-
Notifications
You must be signed in to change notification settings - Fork 29
[FEA]: MRC crashes with fatal error on DGX Spark (GB10) — nvmlDeviceGetMemoryInfo returns "Not Supported" #561
Description
Is this a new feature, an improvement, or a change to existing functionality?
New Feature
How would you describe the priority of this feature request
Critical (currently preventing usage)
Please provide a clear description of problem this feature solves
MRC crashes with fatal error on DGX Spark (GB10) — nvmlDeviceGetMemoryInfo returns "Not Supported"
Summary
Morpheus pipelines abort immediately on NVIDIA DGX Spark (GB10, aarch64) because MRC treats NVML_ERROR_NOT_SUPPORTED from nvmlDeviceGetMemoryInfo() as a fatal error.
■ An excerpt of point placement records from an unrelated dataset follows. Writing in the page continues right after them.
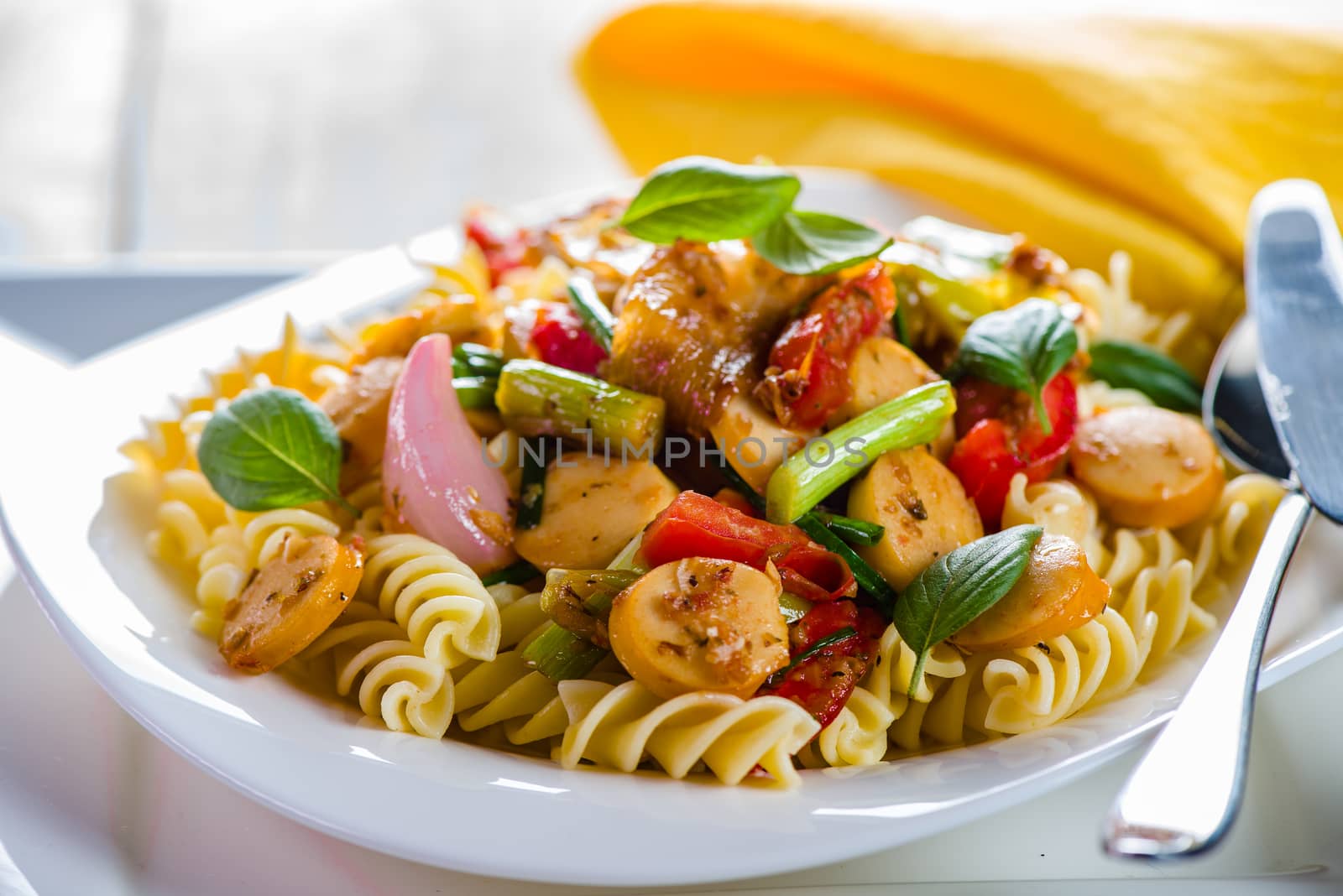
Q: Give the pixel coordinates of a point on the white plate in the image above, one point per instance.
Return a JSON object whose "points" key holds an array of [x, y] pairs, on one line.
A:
{"points": [[76, 524]]}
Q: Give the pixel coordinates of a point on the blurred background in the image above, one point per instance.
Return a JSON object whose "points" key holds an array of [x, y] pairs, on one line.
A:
{"points": [[250, 127]]}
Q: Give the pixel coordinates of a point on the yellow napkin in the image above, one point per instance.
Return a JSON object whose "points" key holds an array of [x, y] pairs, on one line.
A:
{"points": [[1087, 134]]}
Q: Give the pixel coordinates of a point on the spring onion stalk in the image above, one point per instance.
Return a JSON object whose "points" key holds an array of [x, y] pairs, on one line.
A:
{"points": [[900, 324], [805, 479], [562, 655], [950, 267], [559, 654], [597, 318], [532, 491], [512, 575], [629, 557], [856, 531], [868, 578], [476, 393], [473, 360], [792, 607], [834, 638], [541, 400]]}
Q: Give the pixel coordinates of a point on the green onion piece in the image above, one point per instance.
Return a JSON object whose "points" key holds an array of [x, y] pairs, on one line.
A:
{"points": [[868, 578], [629, 557], [473, 360], [541, 400], [819, 644], [562, 655], [913, 419], [792, 607], [557, 652], [532, 491], [900, 324], [476, 393], [856, 531], [512, 575], [742, 486], [597, 318]]}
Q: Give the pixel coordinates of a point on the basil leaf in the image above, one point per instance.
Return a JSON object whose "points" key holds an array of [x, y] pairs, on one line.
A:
{"points": [[1127, 365], [958, 586], [708, 199], [1022, 347], [272, 448], [817, 243]]}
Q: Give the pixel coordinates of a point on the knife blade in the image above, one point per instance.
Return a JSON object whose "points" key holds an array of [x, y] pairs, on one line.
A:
{"points": [[1293, 284]]}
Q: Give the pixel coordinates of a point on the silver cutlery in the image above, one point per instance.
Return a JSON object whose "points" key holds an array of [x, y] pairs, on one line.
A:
{"points": [[1185, 793]]}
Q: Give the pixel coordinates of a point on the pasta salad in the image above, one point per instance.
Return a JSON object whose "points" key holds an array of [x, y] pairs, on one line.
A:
{"points": [[702, 482]]}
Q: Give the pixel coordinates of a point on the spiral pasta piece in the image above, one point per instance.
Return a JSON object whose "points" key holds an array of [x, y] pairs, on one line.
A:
{"points": [[396, 683], [265, 535], [505, 691], [860, 734], [1159, 584], [187, 514], [1058, 506], [621, 726], [434, 596], [171, 445], [223, 570]]}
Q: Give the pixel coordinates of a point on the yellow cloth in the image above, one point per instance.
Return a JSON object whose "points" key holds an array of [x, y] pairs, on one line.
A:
{"points": [[1085, 134]]}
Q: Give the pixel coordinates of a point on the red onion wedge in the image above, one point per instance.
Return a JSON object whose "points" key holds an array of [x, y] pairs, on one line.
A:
{"points": [[436, 479]]}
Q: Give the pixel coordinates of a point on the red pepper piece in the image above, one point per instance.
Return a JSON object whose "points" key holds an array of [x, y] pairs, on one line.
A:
{"points": [[559, 338], [501, 253], [695, 524], [807, 378], [823, 681], [1002, 438]]}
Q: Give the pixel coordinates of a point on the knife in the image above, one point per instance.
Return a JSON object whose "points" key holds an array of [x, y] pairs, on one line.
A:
{"points": [[1185, 793], [1295, 287]]}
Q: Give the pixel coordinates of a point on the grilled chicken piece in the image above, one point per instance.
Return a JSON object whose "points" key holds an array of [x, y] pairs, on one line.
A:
{"points": [[588, 240], [696, 322]]}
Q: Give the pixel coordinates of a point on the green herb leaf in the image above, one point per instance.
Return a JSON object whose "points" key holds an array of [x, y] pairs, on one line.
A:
{"points": [[967, 251], [1127, 365], [958, 586], [597, 318], [817, 243], [473, 360], [272, 448], [1022, 347], [708, 199]]}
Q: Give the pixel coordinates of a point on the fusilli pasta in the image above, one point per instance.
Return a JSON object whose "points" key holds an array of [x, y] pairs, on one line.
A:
{"points": [[436, 597], [396, 683], [622, 725]]}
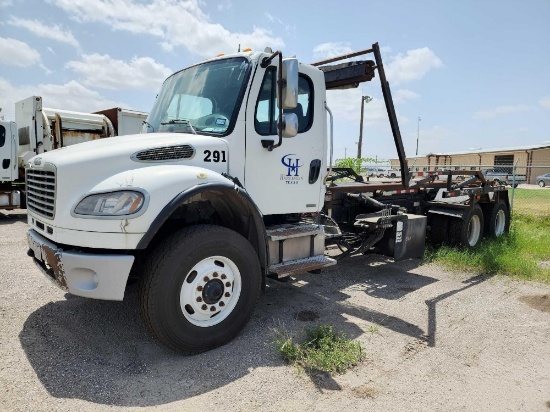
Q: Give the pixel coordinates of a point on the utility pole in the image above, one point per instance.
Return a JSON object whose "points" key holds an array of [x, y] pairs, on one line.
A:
{"points": [[417, 134], [364, 99]]}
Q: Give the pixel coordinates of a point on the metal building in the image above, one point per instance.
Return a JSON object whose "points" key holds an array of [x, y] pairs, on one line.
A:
{"points": [[532, 160]]}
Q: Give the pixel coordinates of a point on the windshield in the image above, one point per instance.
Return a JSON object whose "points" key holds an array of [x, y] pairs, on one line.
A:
{"points": [[202, 99]]}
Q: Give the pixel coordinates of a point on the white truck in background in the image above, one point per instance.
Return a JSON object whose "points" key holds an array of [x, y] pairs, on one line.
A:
{"points": [[38, 130]]}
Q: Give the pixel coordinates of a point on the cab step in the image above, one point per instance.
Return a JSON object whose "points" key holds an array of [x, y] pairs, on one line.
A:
{"points": [[297, 266], [289, 231]]}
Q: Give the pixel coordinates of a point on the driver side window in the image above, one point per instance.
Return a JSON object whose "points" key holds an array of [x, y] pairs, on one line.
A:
{"points": [[265, 119], [185, 106]]}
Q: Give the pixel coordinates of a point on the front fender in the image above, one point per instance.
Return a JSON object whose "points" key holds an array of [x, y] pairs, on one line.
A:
{"points": [[236, 209]]}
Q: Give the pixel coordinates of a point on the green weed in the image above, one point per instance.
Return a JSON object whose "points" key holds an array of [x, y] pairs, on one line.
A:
{"points": [[324, 350], [517, 254]]}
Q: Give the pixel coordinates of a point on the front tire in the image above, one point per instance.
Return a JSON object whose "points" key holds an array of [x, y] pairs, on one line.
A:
{"points": [[199, 288]]}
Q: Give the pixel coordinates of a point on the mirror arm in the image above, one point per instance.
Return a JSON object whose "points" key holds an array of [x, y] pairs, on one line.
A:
{"points": [[267, 60], [280, 125]]}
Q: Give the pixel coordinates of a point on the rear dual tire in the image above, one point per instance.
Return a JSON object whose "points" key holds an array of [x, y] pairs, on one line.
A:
{"points": [[497, 218], [469, 230]]}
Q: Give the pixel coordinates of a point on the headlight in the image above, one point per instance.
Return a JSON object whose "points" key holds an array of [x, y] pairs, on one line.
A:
{"points": [[111, 204]]}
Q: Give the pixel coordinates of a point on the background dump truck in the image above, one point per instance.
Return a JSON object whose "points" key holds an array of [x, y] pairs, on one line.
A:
{"points": [[38, 130], [233, 183]]}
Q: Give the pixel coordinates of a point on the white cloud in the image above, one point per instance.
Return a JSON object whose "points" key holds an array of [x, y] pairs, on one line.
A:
{"points": [[224, 5], [68, 96], [500, 110], [17, 53], [433, 139], [141, 73], [175, 23], [50, 31], [331, 49], [402, 95], [545, 102], [411, 66], [346, 106]]}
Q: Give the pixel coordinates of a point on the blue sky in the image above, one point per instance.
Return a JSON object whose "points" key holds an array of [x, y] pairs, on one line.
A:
{"points": [[475, 72]]}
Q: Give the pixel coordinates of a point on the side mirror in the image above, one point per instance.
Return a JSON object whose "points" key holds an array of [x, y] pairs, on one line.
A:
{"points": [[289, 99], [290, 125]]}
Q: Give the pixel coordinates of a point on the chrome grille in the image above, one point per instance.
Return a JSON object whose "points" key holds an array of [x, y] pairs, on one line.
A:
{"points": [[41, 192], [159, 154]]}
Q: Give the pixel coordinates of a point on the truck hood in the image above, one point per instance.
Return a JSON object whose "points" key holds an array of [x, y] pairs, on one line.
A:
{"points": [[86, 167], [104, 152]]}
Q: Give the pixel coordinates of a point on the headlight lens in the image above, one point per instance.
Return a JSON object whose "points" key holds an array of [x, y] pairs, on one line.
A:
{"points": [[111, 204]]}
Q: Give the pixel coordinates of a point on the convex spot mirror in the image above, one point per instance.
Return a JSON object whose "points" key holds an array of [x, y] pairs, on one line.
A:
{"points": [[290, 125], [289, 99]]}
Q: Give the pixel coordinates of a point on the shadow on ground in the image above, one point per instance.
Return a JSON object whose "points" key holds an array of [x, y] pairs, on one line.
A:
{"points": [[12, 217], [99, 351]]}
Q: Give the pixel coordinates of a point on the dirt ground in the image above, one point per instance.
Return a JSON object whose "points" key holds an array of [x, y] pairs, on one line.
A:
{"points": [[435, 340]]}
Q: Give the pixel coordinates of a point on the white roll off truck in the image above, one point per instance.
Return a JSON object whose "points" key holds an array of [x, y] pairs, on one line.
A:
{"points": [[226, 185]]}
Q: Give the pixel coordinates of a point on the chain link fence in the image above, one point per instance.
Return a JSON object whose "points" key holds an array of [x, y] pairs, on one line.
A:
{"points": [[532, 195]]}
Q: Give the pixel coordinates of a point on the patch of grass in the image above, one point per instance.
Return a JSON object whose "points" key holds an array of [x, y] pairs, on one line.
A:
{"points": [[517, 254], [324, 350], [532, 202]]}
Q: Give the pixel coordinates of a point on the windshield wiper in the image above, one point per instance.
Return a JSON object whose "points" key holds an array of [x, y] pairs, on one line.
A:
{"points": [[181, 121]]}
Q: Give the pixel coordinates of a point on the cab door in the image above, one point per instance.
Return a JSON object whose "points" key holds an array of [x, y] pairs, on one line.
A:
{"points": [[289, 178], [8, 151]]}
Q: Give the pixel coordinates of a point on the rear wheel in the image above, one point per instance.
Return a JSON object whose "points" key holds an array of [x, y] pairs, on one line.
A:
{"points": [[497, 218], [199, 288], [469, 230]]}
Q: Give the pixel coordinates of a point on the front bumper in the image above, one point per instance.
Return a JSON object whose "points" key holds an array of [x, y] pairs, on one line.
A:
{"points": [[96, 276]]}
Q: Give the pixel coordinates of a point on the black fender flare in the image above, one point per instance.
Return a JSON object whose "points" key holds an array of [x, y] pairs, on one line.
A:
{"points": [[234, 199]]}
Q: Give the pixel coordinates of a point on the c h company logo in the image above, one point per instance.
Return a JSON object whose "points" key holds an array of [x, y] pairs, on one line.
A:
{"points": [[293, 165]]}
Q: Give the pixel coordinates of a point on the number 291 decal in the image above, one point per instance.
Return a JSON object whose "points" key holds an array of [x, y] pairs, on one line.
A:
{"points": [[215, 156]]}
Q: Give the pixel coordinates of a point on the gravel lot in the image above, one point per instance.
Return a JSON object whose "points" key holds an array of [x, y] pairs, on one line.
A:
{"points": [[435, 340]]}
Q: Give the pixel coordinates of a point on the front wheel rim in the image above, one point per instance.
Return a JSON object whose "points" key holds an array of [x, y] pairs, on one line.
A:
{"points": [[474, 230], [210, 291], [500, 222]]}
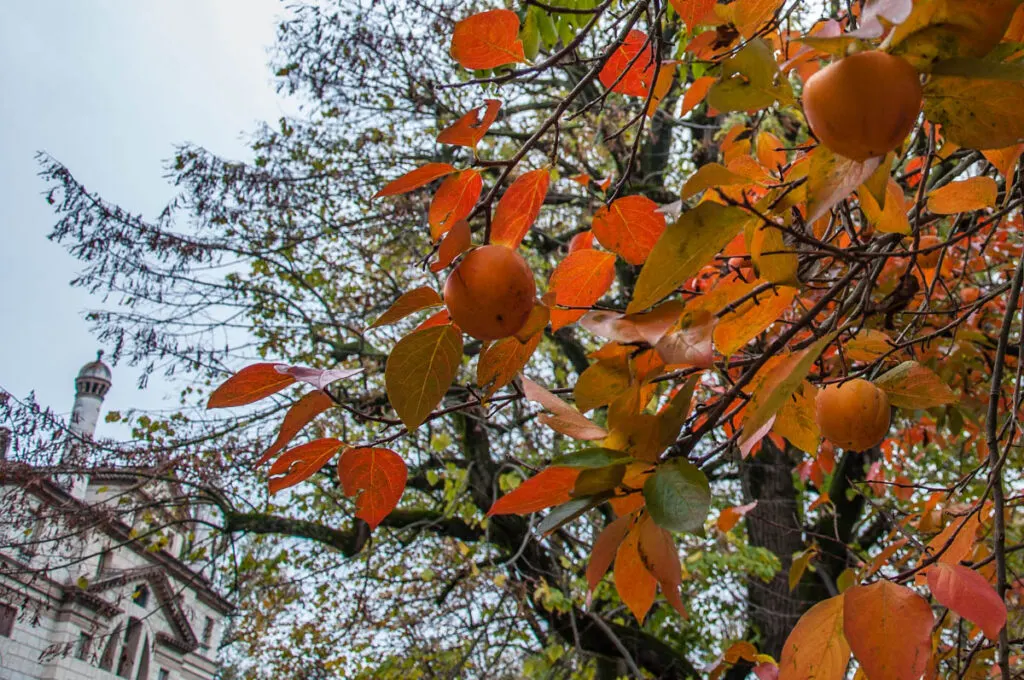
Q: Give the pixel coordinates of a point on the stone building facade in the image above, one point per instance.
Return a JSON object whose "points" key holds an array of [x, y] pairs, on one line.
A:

The GB10 uses a unified memory architecture (UMA) where NVML memory queries are not supported — this is expected/documented behavior for this platform, but MRC has no fallback path.
Environment
| Component | Value |
|---|---|
| Platform | NVIDIA DGX Spark (GB10) |
| Architecture | aarch64 |
| OS | Ubuntu 24.04.3 LTS (Noble Numbat) |
| NVIDIA Driver | 580.95.05 |
| CUDA Version | 13.0 |
| Morpheus | Production DFP example (digital_fingerprinting/production) |
| Python | 3.12 (conda env morpheus-dfp) |
| Deployment | Docker Compose |
nvidia-smi output (host)
+-----------------------------------------------------------------------------------------+
| NVIDIA-SMI 580.95.05 Driver Version: 580.95.05 CUDA Version: 13.0 |
+-----------------------------------------+------------------------+----------------------+
| GPU Name Persistence-M | Bus-Id Disp.A | Volatile Uncorr. ECC |
| Fan Temp Perf Pwr:Usage/Cap | Memory-Usage | GPU-Util Compute M. |
|=========================================+========================+======================|
| 0 NVIDIA GB10 On | 0000000F:01:00.0 Off | N/A |
| N/A 52C P0 12W / N/A | Not Supported | 7% Default |
+-----------------------------------------+------------------------+----------------------+
Note: Memory-Usage: Not Supported is expected behavior on DGX Spark due to UMA — there is no dedicated framebuffer to report.
Steps to Reproduce
- On a DGX Spark (GB10) host running Ubuntu 24.04 aarch64
- Clone the Morpheus repo and navigate to
examples/digital_fingerprinting/production - Run
docker compose up morpheus_pipeline
Observed Behavior
The pipeline aborts with exit code 134 (SIGABRT) before any Python pipeline code executes:
F20260227 21:37:48.420159 258244446173728 device_info.cpp:329] NVML failed running
'NvmlState::handle().nvmlDeviceGetMemoryInfo(get_handle_by_id(device_id), &info)'.
Error msg: Not Supported
Stack trace (abbreviated):
google::LogMessage::Fail()
google::LogMessageFatal::~LogMessageFatal()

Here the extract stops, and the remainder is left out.